We had a great time with Ben last weekend. On Sunday we wandered across to Canons Ashby (it is wonderful having a National Trust property on your doorstep) to discover they were holding a Victorian Harvest Fayre. As well as the ubiquitous and terrifying Morris Dancers (a women-only group on this occasion), there were a number of stalls selling produce, local ales, wines and such. One stall which caught my eye was selling somewhat unusually named meat & fish pies. I couldn’t resist the Penguin Pie but I was mightily disappointed (I think Pen and J were mightily relieved) when the chap explained that the pie wasn’t actually stuffed full of delicately poached penguins. It was, in fact, a fish pie which would very probably be much enjoyed by the odd penguin or two.

Pen Ben J at Canons Ashby

Tuesday evening we (Pen, J and me) decided, on the spur of the moment, to make our way to the cinema to catch “A Walk in the Woods” with Robert Redford, Emma Thompson and Nick Nolte. It’s been trailed very heavily over the past few weeks and we went with moderately high expectations. I don’t think we imagined it was going to be an Oscar winner but we certainly hoped it would be mildly amusing. The book, by Bill Bryson, was tolerably amusing – not one of his best, I guess, but still humorous in places and certainly entertaining. Unfortunately, the film was pretty dreadful – one of the poorest films we’ve sat all the way through in a very long time. It felt like one of those films where it seems the actors are going through the motions, probably because they have a tax bill or an alimony payment to make. Redford was absolutely the wrong person to play Bryson and Nick Nolte was simply bad. Very little of the humour of the book came through and the whole thing was dull and pedestrian. As the Guardian commented, “Stripping out most of Bill Bryson’s prose and wit, this adaptation with Redford and Nick Nolte leaves us with a sentimental tale of two old geezers taking a hike.” I would argue that it wasn’t so much a sentimental tale as simply dishwater dull.
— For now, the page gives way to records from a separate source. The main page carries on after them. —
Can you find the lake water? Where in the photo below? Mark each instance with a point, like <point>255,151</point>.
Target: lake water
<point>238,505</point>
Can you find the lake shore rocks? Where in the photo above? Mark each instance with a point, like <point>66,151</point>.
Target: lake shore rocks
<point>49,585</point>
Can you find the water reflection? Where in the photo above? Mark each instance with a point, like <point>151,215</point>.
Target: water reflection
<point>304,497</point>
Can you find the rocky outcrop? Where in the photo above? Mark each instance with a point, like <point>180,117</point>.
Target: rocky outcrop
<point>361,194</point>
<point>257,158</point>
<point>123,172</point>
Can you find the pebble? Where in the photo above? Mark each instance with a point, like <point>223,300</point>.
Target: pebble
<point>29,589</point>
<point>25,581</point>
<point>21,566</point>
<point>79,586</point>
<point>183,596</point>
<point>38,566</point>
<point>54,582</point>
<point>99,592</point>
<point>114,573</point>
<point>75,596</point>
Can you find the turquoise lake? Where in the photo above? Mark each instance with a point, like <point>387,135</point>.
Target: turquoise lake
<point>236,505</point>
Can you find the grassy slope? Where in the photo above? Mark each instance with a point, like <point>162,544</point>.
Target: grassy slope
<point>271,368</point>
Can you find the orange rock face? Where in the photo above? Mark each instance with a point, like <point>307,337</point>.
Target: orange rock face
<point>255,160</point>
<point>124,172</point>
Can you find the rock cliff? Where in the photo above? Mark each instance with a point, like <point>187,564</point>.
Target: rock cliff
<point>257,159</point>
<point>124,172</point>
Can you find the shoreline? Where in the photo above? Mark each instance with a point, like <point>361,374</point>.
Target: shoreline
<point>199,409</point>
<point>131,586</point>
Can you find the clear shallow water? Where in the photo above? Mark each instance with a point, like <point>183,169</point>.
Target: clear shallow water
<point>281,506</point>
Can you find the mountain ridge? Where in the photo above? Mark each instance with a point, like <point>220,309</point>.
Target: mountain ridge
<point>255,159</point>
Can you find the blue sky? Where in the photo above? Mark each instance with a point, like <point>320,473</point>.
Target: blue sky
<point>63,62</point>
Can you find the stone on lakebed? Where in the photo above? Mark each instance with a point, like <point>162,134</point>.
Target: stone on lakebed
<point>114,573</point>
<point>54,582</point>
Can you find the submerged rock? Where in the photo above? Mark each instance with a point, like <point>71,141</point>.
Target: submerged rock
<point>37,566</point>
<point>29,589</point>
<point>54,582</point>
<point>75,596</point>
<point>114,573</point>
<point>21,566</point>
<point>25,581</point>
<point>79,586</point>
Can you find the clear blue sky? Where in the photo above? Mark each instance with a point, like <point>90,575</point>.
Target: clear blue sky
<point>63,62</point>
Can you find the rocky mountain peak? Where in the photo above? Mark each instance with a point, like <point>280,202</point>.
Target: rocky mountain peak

A great disappointment – The Moreton Pinkney Picayune



Thursday afternoon the weather was tolerable so we decided to take ourselves out to Hughenden Manor near High Wycombe. From 1848 to 1881 Hughenden was the home of Benjamin Disraeli, one of the UK’s most influential and charismatic prime ministers. It’s a lovely stately home in a lovely position, spoiled marginally by the view over the sprawl of High Wycombe. Even Disraeli had issues with the view and planted a large expanse of trees in a bid to screen the view of what was then a swathe of furniture factories. Hughenden was also home to a top-secret map-making base during World War II, the significance of which has only recently come to light, it seems. A lovely afternoon out.


Friday evening we trotted across the road to the Village Hall and our first social function in the new village, the Harvest Supper, which was good fun. We’ve certainly found everyone in the village (so far) to be very friendly and welcoming and this was a good opportunity to meet a few more people. The meal was tasty, the desserts were plentiful and everyone seemed to have a good time – we’re liking this village more and more.

We’re off on Saturday to China for Adam and Ava’s wedding celebrations so no Picayune for the next two weeks, I guess. We get back in the early hours of 13 October so will probably be largely incommunicado during that period. A great relief to you all, I’m sure.